The other variable that was statistically relevant for obesity was the percentage of population under 14 years old. The results suggests that districts with a higher proportion of older residents are associated with an increased likelihood of childhood obesity. This finding is consistent with previous research indicating that spending more time with friends may play an important role in reducing the risk of childhood overweight/obesity, as they promote more active lifestyles [64]. This aspect becomes more important as over the past several decades, virtually all regions in the world have experienced fertility decline [65]. In Costa Rica, it is projected that by 2025 the main population concentration will be located in ages between 25 to 44 years, with an increase of those 65 years and more [66]. Therefore, primary prevention methods should also be aimed at educating the child and encouraging appropriate diet and exercise from a young age through adulthood as well as promoting the availability of safe places for children to encourage daily physical activity.

As for the geographical aspects, the study showed that there are high probabilities of exceeding current national values of overweight and obesity in districts in the central area of the country and border areas in the southeast region, besides other locations characterized by its intense commercial or touristic activity.

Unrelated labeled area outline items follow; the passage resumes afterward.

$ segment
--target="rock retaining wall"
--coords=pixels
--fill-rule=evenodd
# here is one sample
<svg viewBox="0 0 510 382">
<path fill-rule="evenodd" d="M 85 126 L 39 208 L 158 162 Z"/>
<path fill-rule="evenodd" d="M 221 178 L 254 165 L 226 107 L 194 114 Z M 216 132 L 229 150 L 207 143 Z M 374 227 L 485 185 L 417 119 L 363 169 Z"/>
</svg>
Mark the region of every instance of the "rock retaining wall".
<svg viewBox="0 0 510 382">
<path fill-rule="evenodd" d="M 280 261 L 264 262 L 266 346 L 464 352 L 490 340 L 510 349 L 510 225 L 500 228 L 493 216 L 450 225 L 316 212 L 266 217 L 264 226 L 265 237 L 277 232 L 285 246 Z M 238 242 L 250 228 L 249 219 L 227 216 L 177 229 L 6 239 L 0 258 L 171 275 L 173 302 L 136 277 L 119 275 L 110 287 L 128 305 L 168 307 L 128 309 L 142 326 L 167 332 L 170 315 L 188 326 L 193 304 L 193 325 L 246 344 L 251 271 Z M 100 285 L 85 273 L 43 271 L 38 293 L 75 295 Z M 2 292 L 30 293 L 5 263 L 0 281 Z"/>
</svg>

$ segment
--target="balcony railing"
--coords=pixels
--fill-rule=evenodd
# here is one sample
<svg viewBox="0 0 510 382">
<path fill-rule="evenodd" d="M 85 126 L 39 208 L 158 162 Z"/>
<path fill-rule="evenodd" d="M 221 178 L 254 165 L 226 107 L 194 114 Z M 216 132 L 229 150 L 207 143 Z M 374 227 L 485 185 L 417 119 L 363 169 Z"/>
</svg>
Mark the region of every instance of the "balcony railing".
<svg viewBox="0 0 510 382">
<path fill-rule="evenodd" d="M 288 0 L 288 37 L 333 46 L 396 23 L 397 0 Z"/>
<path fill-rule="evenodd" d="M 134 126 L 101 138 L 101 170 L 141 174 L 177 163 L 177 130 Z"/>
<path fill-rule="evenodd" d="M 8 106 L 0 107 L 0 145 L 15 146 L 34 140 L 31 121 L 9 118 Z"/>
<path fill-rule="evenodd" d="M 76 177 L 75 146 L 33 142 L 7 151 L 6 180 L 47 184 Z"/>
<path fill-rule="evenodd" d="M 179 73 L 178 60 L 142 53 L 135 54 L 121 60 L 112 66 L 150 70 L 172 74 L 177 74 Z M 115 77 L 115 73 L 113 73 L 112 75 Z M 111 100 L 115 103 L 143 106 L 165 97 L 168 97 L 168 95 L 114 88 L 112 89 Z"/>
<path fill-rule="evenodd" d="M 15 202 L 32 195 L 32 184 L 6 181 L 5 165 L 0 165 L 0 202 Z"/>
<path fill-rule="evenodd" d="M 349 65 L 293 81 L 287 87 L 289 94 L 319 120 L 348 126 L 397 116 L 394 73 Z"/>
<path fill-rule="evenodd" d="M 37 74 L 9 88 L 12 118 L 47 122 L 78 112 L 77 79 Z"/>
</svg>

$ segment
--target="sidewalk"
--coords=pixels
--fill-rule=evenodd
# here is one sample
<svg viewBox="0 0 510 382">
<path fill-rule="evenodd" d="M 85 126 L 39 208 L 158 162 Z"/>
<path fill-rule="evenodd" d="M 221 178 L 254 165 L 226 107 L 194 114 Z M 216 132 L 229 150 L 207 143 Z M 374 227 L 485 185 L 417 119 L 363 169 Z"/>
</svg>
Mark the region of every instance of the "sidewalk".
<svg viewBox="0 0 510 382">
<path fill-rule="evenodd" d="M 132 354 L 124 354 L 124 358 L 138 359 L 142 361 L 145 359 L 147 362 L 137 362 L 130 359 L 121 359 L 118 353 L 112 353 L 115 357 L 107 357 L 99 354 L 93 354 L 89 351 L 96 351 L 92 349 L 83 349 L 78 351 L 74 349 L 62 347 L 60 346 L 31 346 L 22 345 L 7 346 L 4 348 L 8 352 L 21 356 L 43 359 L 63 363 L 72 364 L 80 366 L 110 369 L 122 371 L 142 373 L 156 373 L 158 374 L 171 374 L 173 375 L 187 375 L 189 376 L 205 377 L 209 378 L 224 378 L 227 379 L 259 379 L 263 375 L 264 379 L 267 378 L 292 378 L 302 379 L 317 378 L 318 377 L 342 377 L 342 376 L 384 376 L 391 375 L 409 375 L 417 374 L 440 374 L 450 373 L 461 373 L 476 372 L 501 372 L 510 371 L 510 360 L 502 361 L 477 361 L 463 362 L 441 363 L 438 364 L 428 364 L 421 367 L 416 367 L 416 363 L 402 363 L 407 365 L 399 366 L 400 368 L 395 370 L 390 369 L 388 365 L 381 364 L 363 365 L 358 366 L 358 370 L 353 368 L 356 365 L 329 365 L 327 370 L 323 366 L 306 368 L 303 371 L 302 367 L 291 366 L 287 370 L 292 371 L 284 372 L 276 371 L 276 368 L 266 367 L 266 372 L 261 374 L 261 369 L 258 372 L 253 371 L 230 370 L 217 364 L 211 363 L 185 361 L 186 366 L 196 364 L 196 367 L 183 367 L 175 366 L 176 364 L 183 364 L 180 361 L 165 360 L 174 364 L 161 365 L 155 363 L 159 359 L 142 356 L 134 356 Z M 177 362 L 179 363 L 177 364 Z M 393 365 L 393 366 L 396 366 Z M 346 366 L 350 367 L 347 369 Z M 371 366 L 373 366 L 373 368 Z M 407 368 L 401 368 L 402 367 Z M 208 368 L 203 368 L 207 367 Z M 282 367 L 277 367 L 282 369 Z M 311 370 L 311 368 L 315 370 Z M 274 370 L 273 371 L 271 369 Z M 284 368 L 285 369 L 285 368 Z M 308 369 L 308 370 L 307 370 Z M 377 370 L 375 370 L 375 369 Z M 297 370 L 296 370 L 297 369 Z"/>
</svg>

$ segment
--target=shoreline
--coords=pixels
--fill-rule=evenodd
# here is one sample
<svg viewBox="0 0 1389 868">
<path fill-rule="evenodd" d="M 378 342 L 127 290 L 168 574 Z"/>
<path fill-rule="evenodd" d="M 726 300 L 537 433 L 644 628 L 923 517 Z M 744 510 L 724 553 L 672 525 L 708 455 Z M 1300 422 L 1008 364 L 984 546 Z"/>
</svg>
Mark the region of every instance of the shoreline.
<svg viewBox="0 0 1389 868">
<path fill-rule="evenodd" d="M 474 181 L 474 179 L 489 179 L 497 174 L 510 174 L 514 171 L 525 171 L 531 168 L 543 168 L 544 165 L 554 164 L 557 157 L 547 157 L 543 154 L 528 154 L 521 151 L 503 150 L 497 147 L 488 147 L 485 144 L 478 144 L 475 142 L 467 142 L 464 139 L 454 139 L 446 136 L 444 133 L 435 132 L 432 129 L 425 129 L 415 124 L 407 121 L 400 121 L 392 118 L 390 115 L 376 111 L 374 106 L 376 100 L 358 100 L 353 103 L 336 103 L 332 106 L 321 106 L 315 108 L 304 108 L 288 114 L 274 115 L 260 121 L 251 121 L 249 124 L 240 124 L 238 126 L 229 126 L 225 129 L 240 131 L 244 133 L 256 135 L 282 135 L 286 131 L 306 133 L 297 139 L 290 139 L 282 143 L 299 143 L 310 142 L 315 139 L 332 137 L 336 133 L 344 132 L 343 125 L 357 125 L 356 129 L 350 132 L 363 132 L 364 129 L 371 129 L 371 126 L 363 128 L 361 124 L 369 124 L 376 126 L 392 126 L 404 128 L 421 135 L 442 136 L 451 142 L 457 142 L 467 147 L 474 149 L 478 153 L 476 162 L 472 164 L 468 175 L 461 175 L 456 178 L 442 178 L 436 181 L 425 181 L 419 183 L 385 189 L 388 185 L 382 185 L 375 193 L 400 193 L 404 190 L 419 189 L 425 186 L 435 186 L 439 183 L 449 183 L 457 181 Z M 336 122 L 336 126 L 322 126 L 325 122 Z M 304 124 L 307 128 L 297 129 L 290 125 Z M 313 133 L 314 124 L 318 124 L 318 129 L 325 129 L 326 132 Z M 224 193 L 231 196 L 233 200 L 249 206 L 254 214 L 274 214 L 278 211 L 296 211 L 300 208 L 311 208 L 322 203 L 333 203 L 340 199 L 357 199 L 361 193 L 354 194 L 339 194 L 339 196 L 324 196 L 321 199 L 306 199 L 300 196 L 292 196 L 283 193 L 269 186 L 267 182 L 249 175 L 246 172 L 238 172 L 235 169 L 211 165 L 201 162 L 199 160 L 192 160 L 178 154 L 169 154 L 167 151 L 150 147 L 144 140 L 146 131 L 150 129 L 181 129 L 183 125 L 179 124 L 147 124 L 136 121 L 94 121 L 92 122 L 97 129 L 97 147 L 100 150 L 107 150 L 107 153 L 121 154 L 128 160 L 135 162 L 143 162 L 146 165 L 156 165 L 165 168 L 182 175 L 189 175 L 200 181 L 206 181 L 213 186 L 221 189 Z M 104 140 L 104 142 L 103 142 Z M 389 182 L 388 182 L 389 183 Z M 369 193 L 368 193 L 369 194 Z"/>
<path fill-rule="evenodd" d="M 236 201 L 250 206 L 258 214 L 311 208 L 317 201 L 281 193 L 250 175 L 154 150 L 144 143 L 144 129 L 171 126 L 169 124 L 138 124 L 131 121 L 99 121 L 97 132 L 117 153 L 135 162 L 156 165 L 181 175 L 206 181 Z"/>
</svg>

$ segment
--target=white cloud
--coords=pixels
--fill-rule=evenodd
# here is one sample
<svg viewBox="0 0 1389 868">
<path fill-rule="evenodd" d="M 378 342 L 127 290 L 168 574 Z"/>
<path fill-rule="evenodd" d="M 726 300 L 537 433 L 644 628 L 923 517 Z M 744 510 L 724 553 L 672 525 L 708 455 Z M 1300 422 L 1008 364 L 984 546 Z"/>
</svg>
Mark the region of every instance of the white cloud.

Childhood overweight and obesity are due to multiple causes: genetic factors, hormonal derangements, environmental influences, and lifestyle, converging in this public health problem that affects society as a whole. Therefore, developing effective strategies and interventions to address the issue at hand requires a collective effort and the cooperation of all stakeholders. Academia can play a crucial role in this effort by providing valuable insights to guide the use of available resources. This article is one such effort to contribute to this field, although further research is still needed.

Limitations and strengths

As a cross-sectional ecological study, our results are restricted to the understanding of the associations between certain socioeconomic characteristics of a population and its overweight or obesity prevalence. Therefore, they are not intended to serve as evidence for individual level or causal inferences [67, 68], nor to explain the complete etiology of this states. Besides, potential sex differences and relationships between the model predictors were not considered. Both constitute new research opportunities along with the inclusion of the temporal dimension when new data become available.

At the best of our knowledge, this is the first application of a spatial multinomial Bayesian model to explore the associations between socioeconomic factors and childhood nutritional states considering overweight and obesity as separate conditions. It is also the first study that analyzes the spatial aspect of these conditions in Costa Rica at national level. Another interesting feature is the use of the BYM2 model and the calculation of the prevalence exceedance probabilities with respect to Costa Rican health policy goals and the design of a Shiny app to support other researchers and authorities.

Conclusions

The study found a non-linear relationship (U-inverted) between the average years of schooling per district and the prevalence of overweight and obesity. In addition, a negative association was found between the prevalence of obesity and the percentage of households with at least one critical deprivation and with the percentage of population under 14 years of age. The spatial patterns indicate that districts in the central area and southeast borders of Costa Rica, as well as other districts with high levels of touristic and commercial activity or administrative importance, have higher prevalence values and a greater probability of exceeding national obesity and overweight targets.